Semaglutide Recipe: Crispbread with Avocado, Poached Egg and Greens
Semaglutide Recipe: Crispbread with Avocado, Poached Egg and Greens

A semaglutide-smart breakfast or light lunch to fuel energy and satiety without the crash.

This Glow Toast is more than just Instagrammable — it's a metabolic reset on a plate. Rich in fiber, healthy fats, and protein, it’s designed to keep your blood sugar steady while supporting your digestion, hormones, and mood. The crispy base adds crunch, the avocado adds creaminess, and the poached egg brings the protein power.

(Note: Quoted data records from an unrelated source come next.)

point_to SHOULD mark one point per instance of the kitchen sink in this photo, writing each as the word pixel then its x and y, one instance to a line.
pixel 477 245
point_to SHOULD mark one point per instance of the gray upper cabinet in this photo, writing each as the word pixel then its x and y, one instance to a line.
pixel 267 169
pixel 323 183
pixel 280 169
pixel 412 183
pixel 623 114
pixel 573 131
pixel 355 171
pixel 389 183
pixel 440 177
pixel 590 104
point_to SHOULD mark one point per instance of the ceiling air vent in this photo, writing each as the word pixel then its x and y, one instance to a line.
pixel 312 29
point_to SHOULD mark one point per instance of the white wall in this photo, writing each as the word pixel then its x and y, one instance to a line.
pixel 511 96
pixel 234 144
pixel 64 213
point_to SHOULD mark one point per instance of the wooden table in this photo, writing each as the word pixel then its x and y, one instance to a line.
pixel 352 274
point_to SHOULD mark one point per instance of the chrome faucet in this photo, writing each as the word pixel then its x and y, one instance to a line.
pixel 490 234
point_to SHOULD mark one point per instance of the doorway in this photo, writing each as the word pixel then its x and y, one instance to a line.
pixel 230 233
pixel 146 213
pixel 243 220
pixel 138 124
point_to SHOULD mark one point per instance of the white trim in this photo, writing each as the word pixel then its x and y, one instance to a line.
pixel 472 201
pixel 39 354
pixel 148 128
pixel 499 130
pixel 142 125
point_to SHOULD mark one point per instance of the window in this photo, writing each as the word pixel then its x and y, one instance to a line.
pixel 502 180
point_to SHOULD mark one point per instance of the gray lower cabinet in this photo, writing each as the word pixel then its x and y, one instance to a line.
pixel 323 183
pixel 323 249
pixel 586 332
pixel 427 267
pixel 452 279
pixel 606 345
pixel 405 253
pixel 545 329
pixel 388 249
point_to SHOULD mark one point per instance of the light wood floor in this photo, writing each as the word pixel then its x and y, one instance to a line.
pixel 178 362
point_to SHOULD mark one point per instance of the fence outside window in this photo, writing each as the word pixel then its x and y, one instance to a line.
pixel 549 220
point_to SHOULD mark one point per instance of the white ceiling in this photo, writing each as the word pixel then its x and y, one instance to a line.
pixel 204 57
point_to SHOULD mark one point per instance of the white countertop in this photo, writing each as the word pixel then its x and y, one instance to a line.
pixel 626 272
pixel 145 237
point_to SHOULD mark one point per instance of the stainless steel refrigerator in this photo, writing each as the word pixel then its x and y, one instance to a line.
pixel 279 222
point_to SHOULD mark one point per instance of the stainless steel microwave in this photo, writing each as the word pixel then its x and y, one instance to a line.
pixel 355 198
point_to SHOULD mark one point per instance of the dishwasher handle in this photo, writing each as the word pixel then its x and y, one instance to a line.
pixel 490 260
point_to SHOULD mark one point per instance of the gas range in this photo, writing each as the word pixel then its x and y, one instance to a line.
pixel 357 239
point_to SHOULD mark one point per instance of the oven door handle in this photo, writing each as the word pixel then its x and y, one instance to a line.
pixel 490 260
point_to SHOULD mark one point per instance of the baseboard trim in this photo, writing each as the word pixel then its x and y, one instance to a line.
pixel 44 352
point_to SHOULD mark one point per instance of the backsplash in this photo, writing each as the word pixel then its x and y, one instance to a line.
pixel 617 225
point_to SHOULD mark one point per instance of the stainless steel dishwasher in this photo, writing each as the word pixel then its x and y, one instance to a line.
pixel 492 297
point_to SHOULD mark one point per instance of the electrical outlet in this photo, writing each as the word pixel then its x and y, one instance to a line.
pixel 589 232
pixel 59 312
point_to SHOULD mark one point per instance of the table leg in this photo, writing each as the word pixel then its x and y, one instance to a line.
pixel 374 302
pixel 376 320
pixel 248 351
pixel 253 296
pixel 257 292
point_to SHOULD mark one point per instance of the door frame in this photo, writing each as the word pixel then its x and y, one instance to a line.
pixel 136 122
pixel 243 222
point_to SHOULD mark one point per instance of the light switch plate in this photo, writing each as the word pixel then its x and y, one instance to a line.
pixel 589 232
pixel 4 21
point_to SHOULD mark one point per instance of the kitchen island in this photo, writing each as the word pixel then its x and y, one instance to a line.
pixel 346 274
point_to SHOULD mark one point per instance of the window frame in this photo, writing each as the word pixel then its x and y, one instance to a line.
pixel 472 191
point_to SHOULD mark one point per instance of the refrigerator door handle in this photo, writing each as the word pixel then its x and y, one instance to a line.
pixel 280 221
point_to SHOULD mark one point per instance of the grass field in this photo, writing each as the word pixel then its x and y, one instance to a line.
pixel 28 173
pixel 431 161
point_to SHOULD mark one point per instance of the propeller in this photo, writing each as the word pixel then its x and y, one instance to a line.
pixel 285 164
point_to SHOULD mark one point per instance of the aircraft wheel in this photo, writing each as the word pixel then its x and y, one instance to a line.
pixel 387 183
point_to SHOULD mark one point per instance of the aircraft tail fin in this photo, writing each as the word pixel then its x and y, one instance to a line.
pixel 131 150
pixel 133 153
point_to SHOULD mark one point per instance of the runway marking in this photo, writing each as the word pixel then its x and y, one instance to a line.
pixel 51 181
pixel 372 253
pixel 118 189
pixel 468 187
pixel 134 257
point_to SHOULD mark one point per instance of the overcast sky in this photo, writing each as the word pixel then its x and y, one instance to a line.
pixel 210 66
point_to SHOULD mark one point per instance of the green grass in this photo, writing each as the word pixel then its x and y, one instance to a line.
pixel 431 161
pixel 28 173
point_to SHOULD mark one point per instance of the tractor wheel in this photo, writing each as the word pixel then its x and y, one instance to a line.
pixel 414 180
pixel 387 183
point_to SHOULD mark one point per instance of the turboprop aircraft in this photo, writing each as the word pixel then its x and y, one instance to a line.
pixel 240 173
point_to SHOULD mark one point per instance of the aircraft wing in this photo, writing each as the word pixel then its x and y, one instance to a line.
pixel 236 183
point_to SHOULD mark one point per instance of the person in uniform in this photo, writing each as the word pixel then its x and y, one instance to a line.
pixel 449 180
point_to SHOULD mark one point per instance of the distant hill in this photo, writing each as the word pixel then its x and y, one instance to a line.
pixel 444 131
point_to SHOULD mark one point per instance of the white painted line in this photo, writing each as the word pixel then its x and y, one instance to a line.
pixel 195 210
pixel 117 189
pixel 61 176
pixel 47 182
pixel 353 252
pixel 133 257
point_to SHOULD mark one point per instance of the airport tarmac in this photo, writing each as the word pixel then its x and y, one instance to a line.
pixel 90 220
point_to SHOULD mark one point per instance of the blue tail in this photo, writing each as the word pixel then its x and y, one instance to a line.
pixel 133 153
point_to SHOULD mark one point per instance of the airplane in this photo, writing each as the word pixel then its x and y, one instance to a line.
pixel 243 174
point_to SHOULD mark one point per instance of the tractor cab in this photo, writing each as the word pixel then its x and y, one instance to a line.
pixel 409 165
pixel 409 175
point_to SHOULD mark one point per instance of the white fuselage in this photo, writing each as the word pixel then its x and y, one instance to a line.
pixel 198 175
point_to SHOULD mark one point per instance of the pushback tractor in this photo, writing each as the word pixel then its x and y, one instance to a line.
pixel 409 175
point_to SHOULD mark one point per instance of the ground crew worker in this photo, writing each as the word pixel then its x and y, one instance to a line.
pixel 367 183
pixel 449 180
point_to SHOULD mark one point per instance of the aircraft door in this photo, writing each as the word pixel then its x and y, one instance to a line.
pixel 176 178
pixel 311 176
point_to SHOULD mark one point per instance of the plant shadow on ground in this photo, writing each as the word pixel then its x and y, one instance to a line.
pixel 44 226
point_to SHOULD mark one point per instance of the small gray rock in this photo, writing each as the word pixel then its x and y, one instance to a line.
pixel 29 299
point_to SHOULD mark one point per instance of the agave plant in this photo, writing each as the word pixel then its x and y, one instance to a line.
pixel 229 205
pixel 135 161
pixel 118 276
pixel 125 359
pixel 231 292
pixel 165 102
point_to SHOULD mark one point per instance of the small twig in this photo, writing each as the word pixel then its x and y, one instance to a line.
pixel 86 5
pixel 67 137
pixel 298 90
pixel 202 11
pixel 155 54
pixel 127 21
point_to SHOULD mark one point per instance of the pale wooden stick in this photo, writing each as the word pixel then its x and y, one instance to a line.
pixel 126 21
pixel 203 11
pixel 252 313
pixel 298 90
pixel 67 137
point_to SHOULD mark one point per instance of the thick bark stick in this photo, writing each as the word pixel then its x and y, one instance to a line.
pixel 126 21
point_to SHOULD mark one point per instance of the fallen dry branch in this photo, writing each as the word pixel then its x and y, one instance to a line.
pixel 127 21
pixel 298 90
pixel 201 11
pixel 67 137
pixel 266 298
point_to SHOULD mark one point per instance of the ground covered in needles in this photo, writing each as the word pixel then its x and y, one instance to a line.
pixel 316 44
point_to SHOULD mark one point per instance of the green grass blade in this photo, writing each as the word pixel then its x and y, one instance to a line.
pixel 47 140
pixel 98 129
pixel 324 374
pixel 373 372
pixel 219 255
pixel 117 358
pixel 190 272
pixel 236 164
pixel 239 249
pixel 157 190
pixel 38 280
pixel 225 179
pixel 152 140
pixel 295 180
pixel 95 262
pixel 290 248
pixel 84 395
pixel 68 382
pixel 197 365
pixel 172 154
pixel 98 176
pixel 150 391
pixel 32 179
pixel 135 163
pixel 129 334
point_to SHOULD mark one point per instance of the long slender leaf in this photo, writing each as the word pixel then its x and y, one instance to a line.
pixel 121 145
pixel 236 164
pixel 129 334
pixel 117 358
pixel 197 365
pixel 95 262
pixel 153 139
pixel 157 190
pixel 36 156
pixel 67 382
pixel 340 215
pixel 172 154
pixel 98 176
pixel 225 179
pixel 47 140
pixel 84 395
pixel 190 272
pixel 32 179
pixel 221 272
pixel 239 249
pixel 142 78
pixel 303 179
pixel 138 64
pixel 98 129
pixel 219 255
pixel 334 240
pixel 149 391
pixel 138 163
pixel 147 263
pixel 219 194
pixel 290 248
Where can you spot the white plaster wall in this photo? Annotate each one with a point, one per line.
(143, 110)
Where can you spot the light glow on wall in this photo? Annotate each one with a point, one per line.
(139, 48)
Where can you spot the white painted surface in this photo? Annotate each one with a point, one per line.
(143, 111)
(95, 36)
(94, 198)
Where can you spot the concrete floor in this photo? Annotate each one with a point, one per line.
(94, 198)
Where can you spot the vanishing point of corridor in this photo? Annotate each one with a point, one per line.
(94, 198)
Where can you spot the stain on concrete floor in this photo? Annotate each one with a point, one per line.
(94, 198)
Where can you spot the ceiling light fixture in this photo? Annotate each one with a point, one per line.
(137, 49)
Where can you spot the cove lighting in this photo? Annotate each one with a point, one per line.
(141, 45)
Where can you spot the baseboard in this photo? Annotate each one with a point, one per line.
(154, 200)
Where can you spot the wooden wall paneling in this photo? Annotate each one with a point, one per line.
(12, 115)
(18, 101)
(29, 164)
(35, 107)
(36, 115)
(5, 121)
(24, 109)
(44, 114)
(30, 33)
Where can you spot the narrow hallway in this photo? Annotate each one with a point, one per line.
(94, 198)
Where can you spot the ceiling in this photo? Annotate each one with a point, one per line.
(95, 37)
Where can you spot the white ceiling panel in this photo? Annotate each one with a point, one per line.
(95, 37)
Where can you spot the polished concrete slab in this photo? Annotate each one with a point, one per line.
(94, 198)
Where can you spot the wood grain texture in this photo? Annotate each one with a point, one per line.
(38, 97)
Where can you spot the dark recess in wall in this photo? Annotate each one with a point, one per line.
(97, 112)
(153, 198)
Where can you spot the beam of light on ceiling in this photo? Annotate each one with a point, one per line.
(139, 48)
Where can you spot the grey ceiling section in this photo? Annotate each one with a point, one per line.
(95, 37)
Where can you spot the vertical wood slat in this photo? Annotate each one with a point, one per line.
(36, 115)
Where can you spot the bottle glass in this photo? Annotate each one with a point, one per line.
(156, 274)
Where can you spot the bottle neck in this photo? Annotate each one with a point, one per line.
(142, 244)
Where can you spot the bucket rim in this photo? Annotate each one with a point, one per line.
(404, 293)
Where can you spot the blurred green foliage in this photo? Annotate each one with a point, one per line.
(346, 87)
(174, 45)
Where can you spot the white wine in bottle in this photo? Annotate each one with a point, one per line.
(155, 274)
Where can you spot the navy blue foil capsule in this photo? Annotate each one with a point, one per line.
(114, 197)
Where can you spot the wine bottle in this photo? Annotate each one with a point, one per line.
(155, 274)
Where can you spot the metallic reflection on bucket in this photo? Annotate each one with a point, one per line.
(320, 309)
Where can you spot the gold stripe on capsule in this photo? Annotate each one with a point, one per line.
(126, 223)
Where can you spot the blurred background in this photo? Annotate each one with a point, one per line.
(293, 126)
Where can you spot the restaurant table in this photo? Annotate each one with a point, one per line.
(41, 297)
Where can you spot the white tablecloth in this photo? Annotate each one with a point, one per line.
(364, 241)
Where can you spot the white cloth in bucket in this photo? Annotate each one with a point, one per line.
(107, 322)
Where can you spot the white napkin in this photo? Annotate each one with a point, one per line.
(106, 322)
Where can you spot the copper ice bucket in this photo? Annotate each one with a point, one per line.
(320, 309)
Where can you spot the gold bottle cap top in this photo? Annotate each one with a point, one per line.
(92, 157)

Ideal as a light breakfast, post-yoga brunch, or a satisfying snack to break a fast.

Ingredients:
  • 2 slices rye crispbread or high-fiber crispbread

  • ½ ripe avocado, mashed

  • Handful of fresh spinach (or sautéed greens)

  • 1 egg, poached

  • Chili flakes (optional)

  • Sea salt & pepper to taste

  • 1 tsp olive oil or avocado oil (optional drizzle)


Instructions:
  1. Mash the avocado with a pinch of salt and pepper.

  2. Poach your egg: simmer water in a saucepan, swirl, and gently drop the egg in for ~3 minutes.

  3. Wilt the spinach in a hot pan or steam lightly (optional if using raw).

  4. Assemble: Layer the crispbread with mashed avocado, spinach, and top with the poached egg.

  5. Sprinkle with chili flakes for a metabolism-boosting kick!

Wellness Tip - Build Your Blood Sugar Buffer:

Starting your day with fiber + fat + protein is one of the best ways to stabilize blood sugar and prevent energy crashes — especially when on semaglutide. This combo helps reduce cravings, supports hormone balance, and keeps your metabolism humming.

Bonus: Adding a sprinkle of chili flakes not only boosts flavor but may also stimulate digestion and curb appetite.